The restaurant owner was given two franchises mainly selling takeaway pizzas and other Italian food. He did well rapidly at both locations.

Then the trouble started.

Collecting fast cars.

Racing stock cars.

He stopped going to his restaurants to check up on them. He became an absentee franchise owner.

Quickly he lost his first franchise.

But still that wasn’t enough to bring him to his senses.

Next came the loss of the second franchise.

This is where my friend the restaurant franchise owner came in. The shopping centre owner called in to say needed him to buy the second franchise and get it working again. The revenue wasn’t even covering the monthly rental.

The restaurant owner I know bought the franchise and made huge improvements to the takeaway pizza restaurant. In three months he has built the lunchtime trade by promoting the restaurant to local businesses.

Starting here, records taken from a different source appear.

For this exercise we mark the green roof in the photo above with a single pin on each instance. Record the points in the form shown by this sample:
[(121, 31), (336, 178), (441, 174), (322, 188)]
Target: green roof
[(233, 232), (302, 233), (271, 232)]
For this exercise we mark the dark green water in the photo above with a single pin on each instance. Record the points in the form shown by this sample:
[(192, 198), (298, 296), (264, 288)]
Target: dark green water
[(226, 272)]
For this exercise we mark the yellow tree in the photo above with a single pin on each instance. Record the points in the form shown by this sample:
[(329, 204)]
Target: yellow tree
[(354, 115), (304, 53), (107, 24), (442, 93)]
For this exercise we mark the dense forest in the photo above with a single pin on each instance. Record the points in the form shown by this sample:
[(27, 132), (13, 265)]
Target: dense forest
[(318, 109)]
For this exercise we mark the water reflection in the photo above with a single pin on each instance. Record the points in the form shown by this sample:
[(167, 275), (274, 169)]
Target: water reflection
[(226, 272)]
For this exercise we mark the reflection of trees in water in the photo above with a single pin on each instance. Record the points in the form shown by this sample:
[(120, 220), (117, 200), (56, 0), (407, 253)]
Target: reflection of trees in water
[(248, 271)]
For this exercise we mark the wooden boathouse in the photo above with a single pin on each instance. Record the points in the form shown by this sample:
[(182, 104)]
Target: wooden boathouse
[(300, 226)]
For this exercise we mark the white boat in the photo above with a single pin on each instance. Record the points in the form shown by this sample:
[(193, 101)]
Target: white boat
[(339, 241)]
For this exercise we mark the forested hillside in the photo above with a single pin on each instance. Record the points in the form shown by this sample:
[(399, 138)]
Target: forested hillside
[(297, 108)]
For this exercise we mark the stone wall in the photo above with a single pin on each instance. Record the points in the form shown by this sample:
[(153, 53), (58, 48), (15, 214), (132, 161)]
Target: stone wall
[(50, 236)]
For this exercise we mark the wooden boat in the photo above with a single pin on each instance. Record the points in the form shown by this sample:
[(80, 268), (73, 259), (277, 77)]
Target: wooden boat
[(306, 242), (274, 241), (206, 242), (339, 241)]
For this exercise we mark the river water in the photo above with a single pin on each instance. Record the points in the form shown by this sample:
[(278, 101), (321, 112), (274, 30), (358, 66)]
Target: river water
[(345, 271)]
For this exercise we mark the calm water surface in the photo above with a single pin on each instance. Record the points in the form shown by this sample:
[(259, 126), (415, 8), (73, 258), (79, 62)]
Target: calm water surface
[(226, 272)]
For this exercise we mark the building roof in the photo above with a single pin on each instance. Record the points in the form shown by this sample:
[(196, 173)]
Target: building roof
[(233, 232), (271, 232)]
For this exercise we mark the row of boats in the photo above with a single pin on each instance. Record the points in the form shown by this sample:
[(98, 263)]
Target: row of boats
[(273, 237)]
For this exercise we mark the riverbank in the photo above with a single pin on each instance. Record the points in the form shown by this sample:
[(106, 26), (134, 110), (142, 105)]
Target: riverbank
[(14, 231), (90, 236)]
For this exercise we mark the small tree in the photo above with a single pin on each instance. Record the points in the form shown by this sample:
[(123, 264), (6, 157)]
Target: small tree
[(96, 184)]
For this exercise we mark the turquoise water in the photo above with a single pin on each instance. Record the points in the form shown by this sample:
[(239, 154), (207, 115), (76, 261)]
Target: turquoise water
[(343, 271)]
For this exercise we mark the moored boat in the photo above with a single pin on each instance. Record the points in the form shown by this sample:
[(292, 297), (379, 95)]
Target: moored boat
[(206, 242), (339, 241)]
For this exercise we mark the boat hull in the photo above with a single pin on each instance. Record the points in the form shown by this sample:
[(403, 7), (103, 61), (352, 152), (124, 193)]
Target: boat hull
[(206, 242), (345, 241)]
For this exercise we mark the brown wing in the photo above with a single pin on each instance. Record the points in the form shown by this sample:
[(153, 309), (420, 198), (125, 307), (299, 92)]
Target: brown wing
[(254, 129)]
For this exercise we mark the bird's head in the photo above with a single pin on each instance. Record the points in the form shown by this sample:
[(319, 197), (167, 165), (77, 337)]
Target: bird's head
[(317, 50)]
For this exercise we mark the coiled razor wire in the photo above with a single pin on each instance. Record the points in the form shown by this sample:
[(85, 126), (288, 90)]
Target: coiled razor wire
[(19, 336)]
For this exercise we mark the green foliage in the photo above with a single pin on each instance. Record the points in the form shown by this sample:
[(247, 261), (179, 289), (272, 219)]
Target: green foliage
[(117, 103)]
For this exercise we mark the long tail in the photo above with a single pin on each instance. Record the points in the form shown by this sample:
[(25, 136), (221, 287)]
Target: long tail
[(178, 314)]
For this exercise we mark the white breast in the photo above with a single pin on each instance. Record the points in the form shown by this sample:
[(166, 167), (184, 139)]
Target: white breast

He’s got the turnover up to the same level as the restaurant he previously owned in another shopping centre.

How could the first owner of the two successful franchise restaurant play so fast and loose?

Everyone is free to do what they want.

But in a recession?

When world growth has slowed to a “new normal” of about 2%.

To lose all sight of how hard it is to secure good business locations.

At a time when the biggest and best franchise outlets are specially reserved for a chosen few.

When thousands of people are denied jobs and have to come up with something of their own.

I’m not judging this business owner.

Just puzzled. Curious. Perhaps disappointed.

On the flipside, business owner I know was handed the opportunity to revive the dead business on a plate.